New Legislation Bans Resale, Capital Recovery Fees for Residential, Commercial Real Estate in Michigan

Following the collapse of the real estate market a few years ago, a growing number of developers and home builders have been adding "resale fee" provisions to their sales agreements that allow the developer to collect 1 percent of the sales price from the seller every time the property changes hands — for the next 99 years. This practice was outlined by the New York Time in a September 10, 2010 article

Michigan recently enacted legislation that prohibits the imposition of such fees, also called capital recovery fees, on either residential or commercial real properties. PA 34 and PA 35 of 2011 were signed into law on May 24, 2011 by Governor Snyder.
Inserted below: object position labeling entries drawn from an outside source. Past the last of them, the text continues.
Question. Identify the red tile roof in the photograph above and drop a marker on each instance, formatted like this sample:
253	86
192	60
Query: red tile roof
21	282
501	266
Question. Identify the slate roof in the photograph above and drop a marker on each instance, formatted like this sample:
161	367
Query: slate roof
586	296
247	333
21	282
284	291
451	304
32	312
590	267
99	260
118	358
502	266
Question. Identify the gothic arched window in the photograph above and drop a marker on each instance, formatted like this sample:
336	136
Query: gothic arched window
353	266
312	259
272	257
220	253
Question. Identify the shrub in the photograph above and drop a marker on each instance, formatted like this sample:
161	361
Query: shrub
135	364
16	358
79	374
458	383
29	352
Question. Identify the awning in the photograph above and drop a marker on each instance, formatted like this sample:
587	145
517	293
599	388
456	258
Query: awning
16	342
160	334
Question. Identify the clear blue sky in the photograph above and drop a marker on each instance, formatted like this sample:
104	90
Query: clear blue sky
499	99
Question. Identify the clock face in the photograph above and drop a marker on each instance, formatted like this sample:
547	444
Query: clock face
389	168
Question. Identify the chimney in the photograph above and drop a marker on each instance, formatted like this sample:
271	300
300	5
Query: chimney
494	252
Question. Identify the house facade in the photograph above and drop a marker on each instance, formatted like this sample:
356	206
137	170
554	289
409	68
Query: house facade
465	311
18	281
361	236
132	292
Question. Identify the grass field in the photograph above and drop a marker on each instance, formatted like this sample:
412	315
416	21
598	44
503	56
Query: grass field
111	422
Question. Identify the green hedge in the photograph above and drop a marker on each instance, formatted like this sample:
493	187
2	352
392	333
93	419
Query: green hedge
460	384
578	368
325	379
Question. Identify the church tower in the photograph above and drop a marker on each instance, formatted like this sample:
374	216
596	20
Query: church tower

The new legislation takes effect immediately.

Under the new legislation, a transfer fee covenant that was executed on or after the bill's effective date, whether or not it was recorded, could not run with the title to the real property and would not be binding on or enforceable against any subsequent owner, purchaser, or mortgagee of any interest in the real property as an equitable servitude or otherwise. Any lien purporting to secure the payment of a transfer fee under a transfer fee covenant that was executed on or after the bill's effective date would be void. 

"Transfer fee" is defined in the legislation as a fee or charge payable upon the subsequent sale, gift, conveyance, assignment, inheritance, or other transfer of an ownership interest in real property located in Michigan, or payable for the right to make or accept a transfer, regardless of whether the fee or charge is a fixed amount or is determined as a percentage of the value of the property, the purchase price, or other consideration given for the transfer. The legislation includes a number if exclusions.